The contract further provided that the alarm company was not an insurer and that the customer did hereby for himself/herself and other parties claiming under him/her, release and discharge the alarm company from and against all claims arising from hazards covered by customer’s insurance. No insurance company or insurer would have any right of subrogation against the alarm company. Further, the contract contained a limitation of liability provision.
The court pointed out that although the state of Minnesota recognizes the public interest in freedom of contract and upholds exculpatory provisions in certain provisions in certain circumstances, such a clause cannot operate to limit liability for intentional, willful or wanton acts. The court then pointed out that whether a defendant’s failure to act with reasonable care constitutes negligence or intentional, willful or wanton negligence, can raise a question of fact for a jury to decide. When the facts fail to leave room for ordinary minds to differ, however, the court is justified in characterizing the conduct.
The court held that the alarm company’s conduct was insufficient to constitute gross negligence as a matter of law. The claim that the alarm company failed to change the contact number on the agreement did not establish a basis for a claim for willful and wanton negligence because neither the plaintiff nor her property were in peril before the low temperature alarm sounded. The alarm company’s conduct was at worst, negligence. Therefore, the court indicated that the recovery was limited to the specified amount in the agreement in cases where the alarm company was negligent.
The court held that the plaintiff’s case failed and its insurer’s subrogation claim also failed. Therefore, the alarm company’s motion for summary judgment was granted.

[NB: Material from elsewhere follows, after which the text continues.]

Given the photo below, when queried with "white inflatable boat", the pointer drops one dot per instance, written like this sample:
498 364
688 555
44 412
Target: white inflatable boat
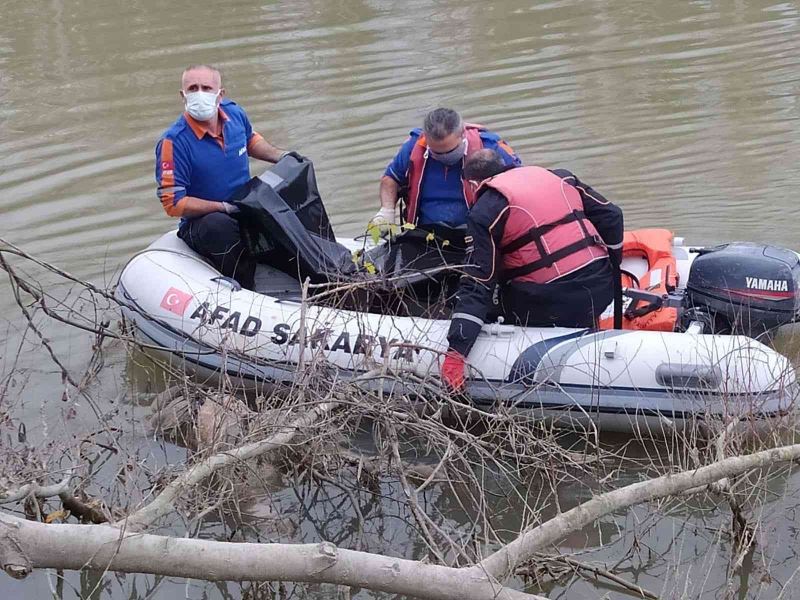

We are an alarm company and our bid to wire a shopping center for alarm services has been accepted. The owner of the shopping center has signed the contract and as part of the agreement, we are required to install, service and monitor the system for the various retail establishments in the shopping center. Can we proceed without a separate contract from each of the retail establishments in the shopping center?
If in your contract with the owner of the shopping center, there is a third party indemnification provision whereby the owner indemnifies you, the alarm company, in the event a claim is made against you by any third party, including the retail establishments, then you are reasonably protected. If there is a loss and any third party, including any of the retail establishments, files a claim against you the alarm company, then the owner of the shopping center would be required to indemnify you against any claim or loss.
Although, you would be reasonably protected if your contract has included a valid third party indemnification provision, it certainly would be preferable to have a separate agreement with each of the retail establishments.
The shortfall in relying solely on the indemnification of the owner of the shopping center is that the owner may not have the financial wherewithal to satisfy any claims filed against you or may not be properly insured, in which event the indemnification provided may not be sufficient to protect you.